Desde que reencontrou o velho colega de escola, as coisas deram uma reviravolta
nos seus hábitos.
Vera
terminou com seu café e viu que já passava de nove e meia da manhã. Quando foi
a última vez que fizera isso? Nem se lembrava mais, talvez quando ainda era uma
menininha...
Sozinha
na mesa de jantar, ficou olhando para a cadeira da cabeceira vazia, o lugar que
seu pai sentava e depois de sua morte permaneceu vaga, mas sempre com uma
xícara, um prato, talheres, como se ele ainda estivesse ali com ela. Sua
ausência doía, a saudade era imensa.
"Pai,
precisava tanto que estivesse aqui comigo para me aconselhar... e me dizer quem
é essa tal de Gláucia..."
Com
certeza seu pai sabia. Será que ele falaria alguma coisa se ainda fosse vivo?

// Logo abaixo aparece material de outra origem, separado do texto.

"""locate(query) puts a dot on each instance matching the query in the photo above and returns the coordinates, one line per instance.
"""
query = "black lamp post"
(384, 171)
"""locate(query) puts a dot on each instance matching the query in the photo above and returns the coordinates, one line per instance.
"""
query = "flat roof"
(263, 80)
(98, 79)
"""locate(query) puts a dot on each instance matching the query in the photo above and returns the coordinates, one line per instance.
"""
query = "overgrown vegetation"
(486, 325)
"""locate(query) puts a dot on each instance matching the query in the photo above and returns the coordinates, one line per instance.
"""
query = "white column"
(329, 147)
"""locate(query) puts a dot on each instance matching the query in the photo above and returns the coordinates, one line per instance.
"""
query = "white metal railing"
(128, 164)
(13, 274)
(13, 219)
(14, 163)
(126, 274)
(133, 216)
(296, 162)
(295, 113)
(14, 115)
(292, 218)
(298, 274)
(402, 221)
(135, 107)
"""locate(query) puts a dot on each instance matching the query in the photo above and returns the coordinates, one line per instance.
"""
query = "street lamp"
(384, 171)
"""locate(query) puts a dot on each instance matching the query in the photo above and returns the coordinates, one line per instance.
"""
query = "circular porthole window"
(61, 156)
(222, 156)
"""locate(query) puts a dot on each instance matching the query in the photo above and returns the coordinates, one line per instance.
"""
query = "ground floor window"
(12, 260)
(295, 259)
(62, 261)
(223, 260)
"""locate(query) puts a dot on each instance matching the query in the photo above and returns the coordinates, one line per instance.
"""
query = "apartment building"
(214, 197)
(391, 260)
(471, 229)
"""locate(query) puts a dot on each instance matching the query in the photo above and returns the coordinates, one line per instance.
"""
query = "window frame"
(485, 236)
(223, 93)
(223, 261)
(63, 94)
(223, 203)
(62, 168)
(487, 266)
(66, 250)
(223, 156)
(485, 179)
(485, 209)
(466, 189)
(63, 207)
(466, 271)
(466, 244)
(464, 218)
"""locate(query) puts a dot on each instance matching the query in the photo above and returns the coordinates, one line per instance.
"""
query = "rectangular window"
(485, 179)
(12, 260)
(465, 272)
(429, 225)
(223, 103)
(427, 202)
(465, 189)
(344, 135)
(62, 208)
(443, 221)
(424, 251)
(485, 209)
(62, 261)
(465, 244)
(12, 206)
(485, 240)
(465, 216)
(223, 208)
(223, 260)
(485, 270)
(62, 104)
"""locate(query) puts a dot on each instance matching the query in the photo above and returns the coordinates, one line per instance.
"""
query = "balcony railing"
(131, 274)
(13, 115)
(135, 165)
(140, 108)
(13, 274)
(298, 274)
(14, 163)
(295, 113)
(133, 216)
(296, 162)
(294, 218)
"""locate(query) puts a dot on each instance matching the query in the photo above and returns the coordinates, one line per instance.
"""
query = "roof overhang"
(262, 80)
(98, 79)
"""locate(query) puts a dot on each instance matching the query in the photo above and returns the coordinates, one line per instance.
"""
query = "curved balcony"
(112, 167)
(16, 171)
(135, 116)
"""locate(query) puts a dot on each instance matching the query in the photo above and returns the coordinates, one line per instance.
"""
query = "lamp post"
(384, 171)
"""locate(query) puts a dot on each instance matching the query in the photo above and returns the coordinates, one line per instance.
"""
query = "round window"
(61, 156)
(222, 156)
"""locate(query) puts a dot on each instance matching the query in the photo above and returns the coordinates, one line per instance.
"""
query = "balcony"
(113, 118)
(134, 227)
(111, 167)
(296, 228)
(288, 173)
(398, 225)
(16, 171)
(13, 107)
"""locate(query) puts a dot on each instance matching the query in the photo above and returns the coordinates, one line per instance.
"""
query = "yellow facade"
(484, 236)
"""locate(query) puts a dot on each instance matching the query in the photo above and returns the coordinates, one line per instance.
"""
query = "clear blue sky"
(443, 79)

Nunca mencionou nada antes, nem ele e nem sua mãe...
Sua
esperança agora era Belinda. Talvez soubesse de algo. Ela trabalhou com eles
durante trinta anos. Impossível que não soubesse de algumas particularidades da
sua mãe...
-
Belinda... Prepare-se... - Vera murmurou enquanto esvaziava a xícara de café.
***************
Belinda
estava sentada em um banco de madeira no corredor do hospital estadual Azevedo
Lima. Junto com ela, centenas de pessoas se amontoavam desde cedo. Belinda
ouviu uma criança no colo da mãe chorando, com o braço inchado. Na fileira da
frente um homem apoiava o queixo com a mão direita; o lado esquerdo da sua face
estava inchado e roxo. Uma moça batia no balcão da recepção, gritando do
descaso em relação ao seu pai que estava deitado no banco.
-
Meu pai precisa de um cardiologista, moça! Ele tá passando mal! - A
recepcionista nem olhava para ela. Anotava uma ficha e pedia os documentos do
pobre coitado que respirava com dificuldade. - Esqueci de pegar os documentos,
merda! Ele precisa de um atendimento urgente!!!! A droga do documento pego
depois...
-
Desculpe, é a regra... sem documento...
-
Porra!!!! Meu pai tá morrendo e não pode ser atendido por causa de uma merda de
RG????
No
seu canto, Belinda conferiu na sua bolsa se não tinha esquecido sua identidade.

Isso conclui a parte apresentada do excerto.